The following is a summary of the most important parameters and how you could tune them to your data.

### `GridDetector`

- `kernel_size`, `cross_width`, `cross_height`: The GridDetector uses a kernel to detect intersections of rules in the image. By default, `cross_height` follows the value of `cross_width`. The kernel looks like this:

  ![kernel diagram](./data/kernel.svg)

  The goal is to make this kernel look like the actual corners in your images after thresholding and dilation. The example script shows the dilated result, which you can use to estimate the `cross_width` and `cross_height` values that fit your image.
  Note that the optimal values will depend on the `morph_size` parameter too.
- `morph_size`: The GridDetector uses a dilation step in order to _connect lines_ in the image that might be broken up after thresholding. With a larger `morph_size`, larger gaps in the lines will be connected, but it will also lead to much thicker lines. As such, this parameter affects the optimal `cross_width` and `cross_height`.
- `region`: This parameter influences the search algorithm. The algorithm starts at an already-detected intersection, and jumps right with a distance that is derived from the annotated header template. At the new location, the algorithm then finds the best corner-match that is within a square of size `region` around that point, and selects that as the detected corner. Visualized:

  ![search algorithm region](./data/search.svg)

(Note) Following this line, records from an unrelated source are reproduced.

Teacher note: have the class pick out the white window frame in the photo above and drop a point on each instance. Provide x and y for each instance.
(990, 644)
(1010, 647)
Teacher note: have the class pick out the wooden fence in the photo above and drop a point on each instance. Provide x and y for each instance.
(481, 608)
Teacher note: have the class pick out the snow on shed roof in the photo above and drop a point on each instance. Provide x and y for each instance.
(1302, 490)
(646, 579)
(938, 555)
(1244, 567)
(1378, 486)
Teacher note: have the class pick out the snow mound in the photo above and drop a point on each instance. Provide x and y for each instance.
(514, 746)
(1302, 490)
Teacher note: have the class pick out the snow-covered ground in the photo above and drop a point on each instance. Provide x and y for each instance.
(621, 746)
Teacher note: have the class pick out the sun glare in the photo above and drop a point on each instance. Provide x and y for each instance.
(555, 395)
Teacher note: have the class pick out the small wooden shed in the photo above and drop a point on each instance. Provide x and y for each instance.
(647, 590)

  A larger region will be more forgiving for warping or other artefacts, but could lead to false positives too.
- `k`, `w`: These parameters affect the thresholding algorithm that's used in the `GridDetector`. `k` adjusts the threshold. Larger values of `k` correspond with a larger threshold, meaning more pixels will be mapped to zero. You should increase this parameter until most of the noise is gone in your image, without removing too many pixels from the actual lines of the table. `w` is less important, but adjusts the window size of the sauvola thresholding algorithm that is used under the hood.

### `HeaderTemplate`

- `intersection((row, height))`: this method calculates the intersection of a horizontal and vertical line in the annotated header template. For example, running `template.intersection((1, 1))` corresponds with this intersection:

  ![intersection diagram](./data/intersect.svg)

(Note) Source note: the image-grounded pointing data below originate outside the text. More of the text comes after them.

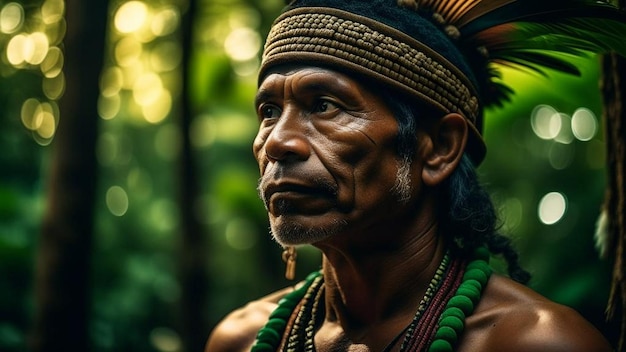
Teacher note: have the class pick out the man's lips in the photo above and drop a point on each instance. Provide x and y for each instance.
(287, 197)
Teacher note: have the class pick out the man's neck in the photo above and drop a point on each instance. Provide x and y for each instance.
(381, 283)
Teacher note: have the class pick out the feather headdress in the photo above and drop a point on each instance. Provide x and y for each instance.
(448, 53)
(533, 35)
(445, 53)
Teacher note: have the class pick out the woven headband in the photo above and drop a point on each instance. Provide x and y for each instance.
(336, 38)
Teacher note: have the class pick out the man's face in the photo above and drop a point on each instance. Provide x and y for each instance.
(326, 150)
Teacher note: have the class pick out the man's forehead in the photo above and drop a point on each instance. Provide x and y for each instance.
(287, 70)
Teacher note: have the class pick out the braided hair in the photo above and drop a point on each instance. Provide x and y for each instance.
(467, 215)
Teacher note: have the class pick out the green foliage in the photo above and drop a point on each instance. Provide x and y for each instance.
(135, 285)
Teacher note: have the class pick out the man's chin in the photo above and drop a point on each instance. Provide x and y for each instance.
(294, 234)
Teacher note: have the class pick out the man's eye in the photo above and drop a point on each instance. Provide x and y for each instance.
(269, 112)
(325, 106)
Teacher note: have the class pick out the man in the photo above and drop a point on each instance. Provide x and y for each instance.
(369, 118)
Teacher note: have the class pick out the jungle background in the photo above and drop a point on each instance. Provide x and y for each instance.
(129, 219)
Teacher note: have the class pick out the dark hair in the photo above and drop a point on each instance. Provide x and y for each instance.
(467, 215)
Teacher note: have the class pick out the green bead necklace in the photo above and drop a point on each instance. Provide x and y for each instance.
(450, 323)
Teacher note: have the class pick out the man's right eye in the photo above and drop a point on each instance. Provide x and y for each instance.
(268, 111)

  This point can then be transformed to the image using the aligner, and this can serve as the starting point of the search algorithm. Note that in this case, the first column is skipped. This can often be useful since the `GridDetector` kernel looks for crosses, and the left-most intersection often only has a T shape (the left leg of the cross might be missing).
  If that is the case with your data too, it is a good idea to set the starting point to the (1, 1) intersection, and add in the first row later using the `add_left_col(width)` function. When doing this, you also need to set the parameter of the `cell_widths` function to `1`. See [this example](./examples/example.py).
- `cell_height(fraction: float)`: this method defines a single cell height for all of the rows. The fraction is multiplied with the height of the annotated header template to get the cell height relative to it.